Antonio Piotti, uno psicoterapeuta dell’ “Istituto di analisi dei codici affettivi Il Minotauro” di Milano, intervistato da La Stampa nel marzo 2009, aveva raccontato di occuparsi già da qualche anno del fenomeno e di aver avuto varie richieste di aiuto, soprattutto dai genitori di una ventina di ragazzi auto reclusi in camera. Piotti pensava al tempo che il rapporto del figlio maschio con la madre fosse la costante che rendeva più simile la nostra società a quella giapponese: “In Giappone si tratta di una problematica sociale molto grave, si parla di un milione di giovani che si sono reclusi, da loro è normale che un figlio maschio resti in famiglia anche dopo i trent’anni e le madri si occupano molto di loro.” Mamma apprensiva e padre assente, perché fagocitato dal lavoro, erano state identificate come le costanti familiari dell’ Hikikomori. Di solito è un primogenito maschio, spesso figlio unico su cui la famiglia, con spesso entrambi i genitori laureati, pone molte attese, forse troppe, infatti il primo sintomo della patologia è il disagio scolastico. 

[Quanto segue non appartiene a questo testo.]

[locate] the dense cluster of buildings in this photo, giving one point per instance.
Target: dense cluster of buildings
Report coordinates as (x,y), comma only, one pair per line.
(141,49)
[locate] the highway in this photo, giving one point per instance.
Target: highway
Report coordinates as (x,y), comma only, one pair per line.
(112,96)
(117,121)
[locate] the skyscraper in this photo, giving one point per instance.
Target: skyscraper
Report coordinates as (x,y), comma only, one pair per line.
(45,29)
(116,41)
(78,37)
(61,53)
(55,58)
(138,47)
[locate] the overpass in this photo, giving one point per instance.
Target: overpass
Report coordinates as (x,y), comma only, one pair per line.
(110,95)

Solo tre anni fa non sembrava possibile prevedere quanto nel nostro paese si sarebbe potuta sviluppare questa sindrome, che nasce da un senso d’inadeguatezza dell’adolescente rispetto alle mode correnti o agli stili giovanili che segnano il successo. Il ragazzo s’imprigiona in camera perché solo nel mondo epico dei giochi di ruolo on line, o quello delle relazioni che passano per il suo computer, può gestire un’esistenza che non lo faccia sentire un meschino, come nella vita reale. 

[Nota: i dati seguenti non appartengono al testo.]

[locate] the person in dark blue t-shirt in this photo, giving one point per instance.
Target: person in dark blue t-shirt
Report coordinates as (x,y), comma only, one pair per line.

A giugno un primo segnale concreto sulla consistenza del fenomeno alle nostre latitudini fu lanciato da Donatella Marazziti, una docente di Psichiatria dell’Università di Pisa, che richiamava l’attenzione sulla crescita degli Hikikomori italiani: “Si tratta di una delle forme emergenti di dipendenza che sta lievitando, purtroppo, e che spesso viene confusa con situazioni psicopatologiche diverse. Una dipendenza che va affrontata e prevenuta innanzitutto attraverso la conoscenza del fenomeno, che è invece ancora sottaciuto.” 

Un allarme ancora più deciso sugli Hikikomori di casa nostra è stato lanciato una settimana fa a Milano, in occasione del 46° Congresso Nazionale della Società Italiana di Psichiatria. Sarebbero tre milioni gli italiani colpiti da un disturbo psicologico che li costringe a isolarsi dal mondo nello stile degli Hikikomori giapponesi. L’incidenza del disturbo colpirebbe dal 3 all’11% della popolazione, con una prevalenza per i maschi dai 15 ai 40 anni, resi dipendenti dalla frequentazione compulsiva dei casinò online e i siti pornografici.